Servir son pays
1885 et après
La Rébellion de 1885 est une période complexe de l'histoire canadienne. Elle a fait et fait toujours l'objet de débats houleux. Une analyse complète et exhaustive des circonstances dépasse de beaucoup le mandat du présent site Web. Les études historiques récentes suggèrent que le rôle des membres des Premières nations dans la rébellion a été beaucoup moins important qu'il a d'abord été affirmé (voir Stonechild et Waiser dans la section « Autres études »). Il est probable que les groupes des Premières nations ayant accepté les traités et la vie dans les réserves soient restés à l'extérieur de la rébellion, et que ce sont ceux qui n'ont pas signé les traités et qui ont tenté de poursuivre leur mode de vie traditionnel qui aient participé à la rébellion. Quant aux Métis, ils ne peuvent à l'époque conclure aucun traité.

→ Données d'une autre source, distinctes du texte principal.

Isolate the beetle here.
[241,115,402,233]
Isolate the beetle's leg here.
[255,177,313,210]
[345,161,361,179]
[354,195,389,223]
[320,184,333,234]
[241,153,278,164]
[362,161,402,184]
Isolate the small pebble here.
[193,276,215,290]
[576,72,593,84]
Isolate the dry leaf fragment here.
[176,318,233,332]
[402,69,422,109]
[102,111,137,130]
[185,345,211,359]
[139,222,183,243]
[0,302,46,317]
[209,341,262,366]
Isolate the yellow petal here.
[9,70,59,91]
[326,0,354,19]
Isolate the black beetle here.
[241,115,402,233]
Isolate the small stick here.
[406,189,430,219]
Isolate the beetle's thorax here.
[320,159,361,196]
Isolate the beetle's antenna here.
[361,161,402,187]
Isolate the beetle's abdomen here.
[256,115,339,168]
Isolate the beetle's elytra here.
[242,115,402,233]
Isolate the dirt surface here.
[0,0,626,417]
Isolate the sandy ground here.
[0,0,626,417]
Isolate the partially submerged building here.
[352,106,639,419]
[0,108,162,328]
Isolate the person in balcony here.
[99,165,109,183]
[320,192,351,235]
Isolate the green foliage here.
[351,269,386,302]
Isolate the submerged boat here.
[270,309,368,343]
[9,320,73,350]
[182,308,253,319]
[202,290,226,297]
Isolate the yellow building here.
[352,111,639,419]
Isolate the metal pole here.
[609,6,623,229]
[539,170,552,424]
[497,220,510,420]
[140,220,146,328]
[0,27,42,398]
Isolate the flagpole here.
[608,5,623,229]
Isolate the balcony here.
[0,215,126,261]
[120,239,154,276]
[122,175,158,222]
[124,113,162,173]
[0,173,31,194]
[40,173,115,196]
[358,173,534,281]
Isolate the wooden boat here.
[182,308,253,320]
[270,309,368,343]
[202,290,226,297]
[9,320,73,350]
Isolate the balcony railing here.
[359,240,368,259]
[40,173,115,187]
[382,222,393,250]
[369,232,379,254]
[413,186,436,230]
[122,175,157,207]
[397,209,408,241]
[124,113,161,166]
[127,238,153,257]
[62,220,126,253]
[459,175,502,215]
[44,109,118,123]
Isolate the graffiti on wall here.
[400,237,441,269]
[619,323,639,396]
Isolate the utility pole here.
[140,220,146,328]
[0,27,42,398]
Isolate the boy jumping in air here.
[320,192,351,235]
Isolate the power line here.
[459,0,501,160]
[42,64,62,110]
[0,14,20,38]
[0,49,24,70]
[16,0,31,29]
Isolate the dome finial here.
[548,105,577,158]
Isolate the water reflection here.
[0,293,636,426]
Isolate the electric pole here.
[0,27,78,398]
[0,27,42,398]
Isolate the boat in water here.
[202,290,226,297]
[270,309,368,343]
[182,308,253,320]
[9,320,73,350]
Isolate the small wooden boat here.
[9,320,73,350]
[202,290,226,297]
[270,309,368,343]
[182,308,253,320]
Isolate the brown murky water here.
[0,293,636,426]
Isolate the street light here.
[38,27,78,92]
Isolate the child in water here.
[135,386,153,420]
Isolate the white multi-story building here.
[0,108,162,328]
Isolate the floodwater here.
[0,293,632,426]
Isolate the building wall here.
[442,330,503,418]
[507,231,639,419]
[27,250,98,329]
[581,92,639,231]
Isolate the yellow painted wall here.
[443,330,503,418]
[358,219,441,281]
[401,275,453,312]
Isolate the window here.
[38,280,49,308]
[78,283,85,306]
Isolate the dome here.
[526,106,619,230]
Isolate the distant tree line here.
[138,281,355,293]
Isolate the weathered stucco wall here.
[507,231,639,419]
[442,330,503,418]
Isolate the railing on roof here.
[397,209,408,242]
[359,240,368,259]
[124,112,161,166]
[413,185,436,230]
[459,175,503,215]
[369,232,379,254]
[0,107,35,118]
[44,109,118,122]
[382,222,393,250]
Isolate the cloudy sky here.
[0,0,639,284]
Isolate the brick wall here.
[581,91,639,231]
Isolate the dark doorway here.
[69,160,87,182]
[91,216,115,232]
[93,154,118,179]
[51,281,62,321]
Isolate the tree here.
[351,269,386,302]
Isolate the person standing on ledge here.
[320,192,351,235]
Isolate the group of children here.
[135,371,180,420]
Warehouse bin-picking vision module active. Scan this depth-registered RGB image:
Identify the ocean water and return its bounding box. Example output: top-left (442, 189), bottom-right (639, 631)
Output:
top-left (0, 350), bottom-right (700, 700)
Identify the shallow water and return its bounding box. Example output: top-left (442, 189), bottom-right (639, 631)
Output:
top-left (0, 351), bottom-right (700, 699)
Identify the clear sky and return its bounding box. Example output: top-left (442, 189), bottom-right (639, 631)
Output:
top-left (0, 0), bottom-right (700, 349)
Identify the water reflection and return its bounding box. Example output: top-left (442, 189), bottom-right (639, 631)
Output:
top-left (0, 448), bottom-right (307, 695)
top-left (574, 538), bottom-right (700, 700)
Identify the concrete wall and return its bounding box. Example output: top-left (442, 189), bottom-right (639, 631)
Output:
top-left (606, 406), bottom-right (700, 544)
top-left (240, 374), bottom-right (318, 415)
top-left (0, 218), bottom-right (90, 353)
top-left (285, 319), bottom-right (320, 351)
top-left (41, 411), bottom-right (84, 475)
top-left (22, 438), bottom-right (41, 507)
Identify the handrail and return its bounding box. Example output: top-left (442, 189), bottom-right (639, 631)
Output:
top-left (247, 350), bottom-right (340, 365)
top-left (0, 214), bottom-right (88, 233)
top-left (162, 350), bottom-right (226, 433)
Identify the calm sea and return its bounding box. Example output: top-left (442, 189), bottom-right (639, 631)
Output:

Quoi qu'il en soit, au printemps de 1885, certains Métis, commandés par Louis Riel et Gabriel Dumont, se mobilisent contre le gouvernement fédéral et ses politiques dans l'Ouest canadien. Depuis plusieurs années déjà les officiers de la PCN-O sentent qu'il y a de la tension dans l'air et en avertissent le gouvernement d'Ottawa. Le système des réserves est inadéquat et de nombreux Autochtones ont de la difficulté ou sont incapables de trouver suffisamment de nourriture. La disparition rapide de leur mode de vie traditionnel, fondé sur la chasse annuelle du bison, place des milliers d'hommes, de femmes et d'enfants métis et des Premières nations dans une situation difficile. À l'égard de cette situation, les officiers de la PCN-O lancent de nombreux avertissements à Ottawa, qui cependant les ignore.
La violence éclate le 26 mars 1885, près du lac aux Canards, en Saskatchewan. Le surintendant Lief Crozier tombe dans une embuscade, et une bataille s'ensuit. Trois policiers à cheval sont tués. Crozier bat rapidement en retraite à Fort Carlton, mais les premiers coups de feu tirés annoncent une courte mais sanglante série de confrontations entre la milice, les membres de la Police à cheval, les colons blancs, un grand nombre de Métis et quelques combattants des Premières nations. La fin du conflit est marquée par l'exécution de Louis Riel pour haute trahison, et l'emprisonnement ou l'exécution d'autres Métis et membres des Premières nations.
Après l'escarmouche du lac aux Canards, la participation de la PCN-O dans les affrontements de la Rébellion de 1885 est minime, bien que certains de ses membres se joignent aux éclaireurs de Steele et à la Alberta Field Force, commandée pat le major-général Frederick Middleton. D'ailleurs, ce dernier critiquera sévèrement la PCN-O en raison de sa timidité et de son manque d'initiative dans le conflit. Les troupes de Middleton vont même jusqu'à traiter les membres de la PCN-O de « gophers » (laquais).
Bien que la participation des Premières nations ait probablement été minime, on qualifie officiellement un grand nombre des réserves de « déloyales », une tactique qui permet au gouvernement de leur imposer des mesures encore plus restrictives.
La Rébellion de 1885 et ses conséquences constituent une série d'événements déplorables de l'histoire canadienne, et une époque peu glorieuse pour la PCN-O. Les Premières nations et les Métis ont particulièrement souffert de cette tragédie. Comme le soulignent les historiens Bob Beal et Rod Macleod, il leur a fallu « de nombreuses décennies pour récupérer, sur les plans politique et émotionnel, de la défaite de 1885 ».
Dans les années qui suivent le conflit, la Police à cheval craint que d'autres flambées de violence surviennent, car le gouvernement ne prend pas de mesures véritables pour régler les problèmes sous-jacents. Après 1886, sous la gouverne du commissaire Herchmer, la PCN-O établit donc un large réseau de patrouilles, qui ont notamment pour tâche de visiter régulièrement l'ensemble des réserves (voir Au travail).